我正在使用一系列MySQL查询来通过Flot库拉回按日期存储的计算图形。计算完成后,回显的材料看起来像这样(使用UNIX时间戳日期):
Item 1:
[
[1159765200000,-117.875],
[1159851600000,-117.25],
[1159938000000,-120.625],
[1160024400000,-122.125],
[1160110800000,-118.125],
[1160370000000,-121.125],
[1160456400000,-123.375],
[1160542800000,-115.625],
[1160629200000,-117.75],
[1160715600000,-112.75],
[1160974800000,-125.25],
[1161061200000,-135],
[1161147600000,-138.375],
[1161234000000,-137],
[1161320400000,-136.25],
[1161579600000,-139.875],
[1161666000000,-146.625],
[1161752400000,-143.625],
[1161838800000,-150.25],
[1161925200000,-152.875],
[1162188000000,-151.75],
[1162274400000,-149.75]
]
Item 2:
[
[1104732000000,47.3913043478],
[1104818400000,45.5072463768],
[1104904800000,45.5797101449],
[1104991200000,45.115942029],
[1105077600000,44.1739130435],
[1105336800000,44.5362318841],
[1105423200000,45.9565217391],
[1105509600000,45.9420289855],
[1105596000000,46.0289855072],
[1105682400000,46.4347826087],
[1106028000000,48.347826087],
[1106114400000,46.8695652174],
[1106200800000,46.4927536232],
[1106287200000,45.6376811594],
[1106546400000,44.3768115942],
[1106632800000,44.0579710145],
[1106719200000,44.5942028986],
[1106805600000,45.0289855072],
[1106892000000,45.231884058],
[1107151200000,46.1449275362],
[1107237600000,46.5942028986],
[1107324000000,45.5652173913],
[1107410400000,45],
[1107496800000,46.2608695652],
[1107756000000,45.7391304348],
[1107842400000,46.3333333333]
]
基本上我想计算每对中第二个值的平均值,控制日期。换句话说,对于每个数组中匹配的每个日期,打印每个数组中所有第二个值的日期和平均值,例如:
[公共日期,所有第二个值的平均值]
我已经查看了许多数组合并技术,但似乎无法找到可行的解决方案。
非常感谢您的帮助。
答案 0 :(得分:1)
您可以构建一个按日期索引的数组,在该数组中放置日期的所有值的列表:
$byDate = array();
foreach($item1 as $row) {
$date = sprintf('%.0f', $row[0]);
$byDate[$date][] = $row[1];
}
foreach($item2 as $row) {
$date = sprintf('%.0f', $row[0]);
$byDate[$date][] = $row[1];
}
然后您可以轻松计算每个列表的平均值:
foreach($byDate as $date => $values) {
$avg = array_sum($values) / count($value);
printf("avg for %s: %f\n", $date, $avg);
}
或者一次计算所有平均值:
function array_avg($array) {
return array_sum($array) / count($array);
}
$avgByDate = array_map('array_avg', $byDate);
答案 1 :(得分:0)
合并
$merged_array = array();
function merge_by_time()
{
$passed_arrays = func_get_args();
$merged_array = array();
foreach($passed_arrays as $array)
foreach($array as $value_set){
$merged_array[$value_set[0]][] = $value_set[1];
}
}
return $merged_array;
}
用法:
$new_array = merge_by_time($array1, $array2, $array3, ...)
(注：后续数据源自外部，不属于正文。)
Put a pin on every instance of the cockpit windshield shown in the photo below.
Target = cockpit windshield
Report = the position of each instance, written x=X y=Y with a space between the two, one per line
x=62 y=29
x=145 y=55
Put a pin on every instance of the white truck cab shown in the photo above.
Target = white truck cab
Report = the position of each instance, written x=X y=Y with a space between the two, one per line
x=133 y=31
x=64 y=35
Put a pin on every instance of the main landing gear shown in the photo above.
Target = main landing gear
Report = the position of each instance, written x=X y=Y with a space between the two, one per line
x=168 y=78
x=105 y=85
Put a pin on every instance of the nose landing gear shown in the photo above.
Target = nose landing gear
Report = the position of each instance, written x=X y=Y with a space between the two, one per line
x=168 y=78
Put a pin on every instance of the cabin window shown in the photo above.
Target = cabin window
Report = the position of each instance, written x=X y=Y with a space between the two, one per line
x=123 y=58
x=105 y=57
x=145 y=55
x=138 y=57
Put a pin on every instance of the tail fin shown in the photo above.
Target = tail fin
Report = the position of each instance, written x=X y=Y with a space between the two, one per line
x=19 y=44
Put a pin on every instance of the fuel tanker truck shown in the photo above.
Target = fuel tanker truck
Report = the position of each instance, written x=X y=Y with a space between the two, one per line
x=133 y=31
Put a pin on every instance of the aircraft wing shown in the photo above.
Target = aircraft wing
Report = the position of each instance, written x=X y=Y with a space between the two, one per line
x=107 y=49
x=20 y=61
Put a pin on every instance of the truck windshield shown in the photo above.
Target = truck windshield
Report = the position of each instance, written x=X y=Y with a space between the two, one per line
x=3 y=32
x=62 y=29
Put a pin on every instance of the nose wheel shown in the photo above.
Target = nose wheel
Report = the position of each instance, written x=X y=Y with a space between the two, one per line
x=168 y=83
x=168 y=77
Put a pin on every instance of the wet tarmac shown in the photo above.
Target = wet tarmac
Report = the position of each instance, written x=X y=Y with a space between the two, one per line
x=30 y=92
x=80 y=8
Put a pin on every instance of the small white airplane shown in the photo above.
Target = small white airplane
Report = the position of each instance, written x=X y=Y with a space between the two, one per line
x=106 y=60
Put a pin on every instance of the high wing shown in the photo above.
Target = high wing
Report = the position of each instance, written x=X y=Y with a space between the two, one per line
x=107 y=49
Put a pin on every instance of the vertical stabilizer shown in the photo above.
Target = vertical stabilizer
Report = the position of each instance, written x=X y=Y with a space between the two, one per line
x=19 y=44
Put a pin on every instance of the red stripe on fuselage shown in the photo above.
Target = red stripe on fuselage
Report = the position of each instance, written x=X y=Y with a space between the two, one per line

然后你将拥有一个基于时间戳的数组,其中包含所有相关的数据值。我想你可以从这里拿到平均值吗?
第二种方法
function merge_by_time_and_get_average()
{
$passed_arrays = func_get_args();
$merged_array = array();
foreach($passed_arrays as $array)
foreach($array as $value_set){
$merged_array[$value_set[0]]['data'][] = $value_set[1];
$merged_array[$value_set[0]]['average'] = 0;
foreach($merged_array[$value_set[0]]['data'] as $data_point){
$merged_array[$value_set[0]]['average'] += $data_point;
}
$merged_array[$value_set[0]]['average'] = $merged_array[$value_set[0]]['average']/count($merged_array[$value_set[0]]['data'])
}
}
return $merged_array;
}
然后,您$array[{timestamp}]['data']包含您的数据点,$array[{timestamp}]['average']包含所有数据点的平均值。嵌套的foreachs有点杂乱且昂贵,但您可以在一个函数调用中处理它。